Respecto del actual Gobierno de
la nación sólo caben un par de calificativos: mediocre e injusto. Mediocre
porque ni uno solo de sus ministros, empezando por el primero de ellos,
demuestra estar a la altura del crítico momento histórico que atravesamos. Injusto
porque no puede ser casualidad que, para superarlo, haya puesto en práctica, a
golpe de BOE, medidas draconianas que precipitan a la población al
empobrecimiento general, al tiempo que deja intactos a los grupos sociales con
más capacidad y recursos para echar una mano. ¿Dejar intactos, he dicho?
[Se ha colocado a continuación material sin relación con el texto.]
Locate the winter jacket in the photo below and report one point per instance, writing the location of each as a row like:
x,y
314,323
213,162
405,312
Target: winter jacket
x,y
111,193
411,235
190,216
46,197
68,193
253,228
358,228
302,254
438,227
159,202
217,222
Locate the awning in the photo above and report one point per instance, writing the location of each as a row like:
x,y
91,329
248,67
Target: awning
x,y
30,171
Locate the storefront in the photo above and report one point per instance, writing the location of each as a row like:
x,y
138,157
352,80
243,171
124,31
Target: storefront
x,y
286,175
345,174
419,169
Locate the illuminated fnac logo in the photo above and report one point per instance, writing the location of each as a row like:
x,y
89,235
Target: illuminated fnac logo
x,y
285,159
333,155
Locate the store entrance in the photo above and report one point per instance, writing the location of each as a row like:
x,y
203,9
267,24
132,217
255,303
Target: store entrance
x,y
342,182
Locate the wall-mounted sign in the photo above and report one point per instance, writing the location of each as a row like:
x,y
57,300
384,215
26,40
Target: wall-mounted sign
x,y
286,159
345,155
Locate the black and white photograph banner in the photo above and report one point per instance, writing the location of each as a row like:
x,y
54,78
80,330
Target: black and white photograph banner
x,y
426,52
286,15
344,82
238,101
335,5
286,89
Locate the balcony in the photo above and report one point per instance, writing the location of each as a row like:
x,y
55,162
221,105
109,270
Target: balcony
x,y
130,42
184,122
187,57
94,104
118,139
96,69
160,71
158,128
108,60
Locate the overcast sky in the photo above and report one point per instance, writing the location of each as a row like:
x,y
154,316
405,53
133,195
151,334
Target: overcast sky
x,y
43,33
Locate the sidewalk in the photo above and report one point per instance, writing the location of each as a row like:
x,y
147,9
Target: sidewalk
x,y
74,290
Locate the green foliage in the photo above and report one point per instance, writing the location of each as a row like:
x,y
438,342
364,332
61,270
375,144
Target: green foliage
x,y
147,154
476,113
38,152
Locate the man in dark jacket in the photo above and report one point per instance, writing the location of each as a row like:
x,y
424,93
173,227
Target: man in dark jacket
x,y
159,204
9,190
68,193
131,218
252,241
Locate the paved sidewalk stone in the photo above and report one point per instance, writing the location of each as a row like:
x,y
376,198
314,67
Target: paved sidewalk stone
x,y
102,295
Rectifico en el acto: olvidaba que este Gobierno también ha aprobado una
ignominiosa amnistía fiscal.
Pero no nos engañemos. Ambos
rasgos –la mediocridad y la injusticia- eran señas de identidad que venían larvándose,
hasta estallar con virulencia, en esta sociedad hipócrita, huérfana de valores
y desnortada a la que han conducido la avaricia de los especuladores, el
arribismo político y la acomodación de la clase trabajadora. Sí, acomodación de
la clase trabajadora. ¿O acaso los currantes creían (creíamos) que no había
peligro de perder los derechos sociales una vez conquistados?
Aprendamos de nuestra reciente
historia y enfrentémonos a la cruda realidad del momento presente: este país
precisa otra Transición. Ya no se trataría de desmantelar las estructuras
autoritarias heredadas de una guerra cruenta entre compatriotas. Se trataría de
reverdecer los ideales de justicia social, equidad, honestidad e igualdad que
laten en el corazón mismo de la democracia y que, se suponía, iban a situarnos
en la senda de la modernidad.
Esos ideales ya no existen, o cuanto menos no se
practican, porque nadie cree firmemente en ellos. Y sin embargo, necesitamos
recuperar la fe porque fuera de ellos sólo hay egoísmo desatado, libertades sin
contenido, drama social y embrutecimiento. En realidad todos clamamos, pero
desunidos, por recuperarlos.
No obstante, hay ciertas señales
de cambio que parecen soplos de aire fresco en mitad del desierto. El Consejo
General del Poder Judicial, herido de muerte por la indigna ejecutoria del
dimitido Carlos Dívar y por el acoso al que lo somete el ministro Gallardón, ha
sabido dar un giro radical y nombrar como presidente a Gonzalo Moliner, un
magistrado especialista en Derecho del Trabajo que conoce su oficio y que ha
sido ejemplo de jurista intachable.
Jueces y Magistrados son el único poder
verdaderamente independiente que nos queda. Es el más difuso, el menos
concentrado, pero sus decisiones cobran hoy día un sesgo de autoridad que no
valorábamos en tiempos de bonanza. Para muestra, las sentencias que obligan a
los bancos a restituir el dinero invertido por pequeños ahorradores en las
opacas “acciones preferentes”, uno de los mayores timos perpetrados por la
ultra-tecnificada ingeniería financiera. Y aún está por ver lo que sucederá con
las querellas interpuestas contra los gestores de Bankia.
Pero hay otra señal que merece la
pena subrayarse: el durísimo y sincero comunicado de AUME, la asociación mayoritaria de militares, advirtiendo a los integrantes de la clase política, sin distinción de
siglas, que los miembros de las Fuerzas Armadas les guardan respeto por
obligación de sus funciones. Si yo fuera Presidente del Gobierno, Jefe de la
Oposición o un triste Alcalde, tomaría buena nota de que el descontento social,
en todos sus estamentos, ha traspasado las líneas rojas.